Mexico Massacre Highlights Drug War

Mexico Massacre Highlights Drug War

MEXICO CITY (AP) -- There was a time when the violence of Mexico's 2006-2012 drug war shocked Americans, but barely touched them. This time around — like everything else about the country's renewed cartel conflict — it's worse.

The slaughter of three U.S. women and six of their children, some infants, in the northern state of Sonora Monday punctured the old belief that the drug cartels would avoid killing foreigners, women or children. But it wasn't the first, or the only, such case.

Children are being killed with chilling frequency as the unwritten rules of Mexico's drug war appear to fade. In August, gunmen burst into a house in Ciudad Juarez, home of the Juarez cartel, and fired 123 bullets that killed girls aged 14, 13 and 4, along with an adult male who apparently was the real target.

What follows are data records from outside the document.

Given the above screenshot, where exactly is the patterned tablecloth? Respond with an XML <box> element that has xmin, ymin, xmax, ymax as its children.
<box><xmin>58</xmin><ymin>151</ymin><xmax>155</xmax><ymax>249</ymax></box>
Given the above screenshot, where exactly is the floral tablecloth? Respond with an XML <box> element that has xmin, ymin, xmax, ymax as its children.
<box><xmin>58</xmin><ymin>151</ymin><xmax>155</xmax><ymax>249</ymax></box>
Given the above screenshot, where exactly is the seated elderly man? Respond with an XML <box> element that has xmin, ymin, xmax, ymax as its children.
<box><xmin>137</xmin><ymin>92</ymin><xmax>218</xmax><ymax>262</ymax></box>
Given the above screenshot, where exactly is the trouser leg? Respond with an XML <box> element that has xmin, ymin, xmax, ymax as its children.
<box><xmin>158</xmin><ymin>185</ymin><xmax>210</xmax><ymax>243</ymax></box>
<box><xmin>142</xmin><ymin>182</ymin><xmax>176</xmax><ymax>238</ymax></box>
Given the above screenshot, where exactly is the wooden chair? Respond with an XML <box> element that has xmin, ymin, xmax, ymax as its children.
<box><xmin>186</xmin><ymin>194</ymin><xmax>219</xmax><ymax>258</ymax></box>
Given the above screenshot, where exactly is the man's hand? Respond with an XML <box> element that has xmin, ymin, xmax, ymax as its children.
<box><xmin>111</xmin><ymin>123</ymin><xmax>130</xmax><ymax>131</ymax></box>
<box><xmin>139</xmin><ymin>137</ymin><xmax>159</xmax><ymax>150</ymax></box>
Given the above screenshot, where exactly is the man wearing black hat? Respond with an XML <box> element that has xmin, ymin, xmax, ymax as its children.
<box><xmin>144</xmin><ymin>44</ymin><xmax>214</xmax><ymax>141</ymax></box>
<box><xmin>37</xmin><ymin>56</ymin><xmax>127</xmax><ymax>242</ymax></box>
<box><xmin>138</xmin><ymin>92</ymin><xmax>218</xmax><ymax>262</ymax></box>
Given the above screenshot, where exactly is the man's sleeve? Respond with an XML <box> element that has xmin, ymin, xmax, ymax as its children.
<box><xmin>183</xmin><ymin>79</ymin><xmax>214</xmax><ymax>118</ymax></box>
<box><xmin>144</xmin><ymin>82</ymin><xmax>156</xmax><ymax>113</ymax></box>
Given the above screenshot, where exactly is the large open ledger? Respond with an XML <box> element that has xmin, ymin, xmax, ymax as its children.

A few days before the Sonora massacre, police arrested a suspect in the state capital of Hermosillo who was holding a New York-based businessman for ransom, in a case of a foreigner being targeted. The man was kidnapped near Tucson, Arizona, and apparently moved across the border in the trunk of a car.

The shocking killings of the nine Americans by gang gunmen prompted an offer from U.S. President Donald Trump to help Mexico wage a war to wipe cartels "off the face of the earth." Mexican President Andrés Manuel López Obrador rebuffed the offer, but others at home and abroad are wondering if the time has come for him to change his "hugs not bullets" policy of avoiding confrontations with gangs and instead addressing social problems.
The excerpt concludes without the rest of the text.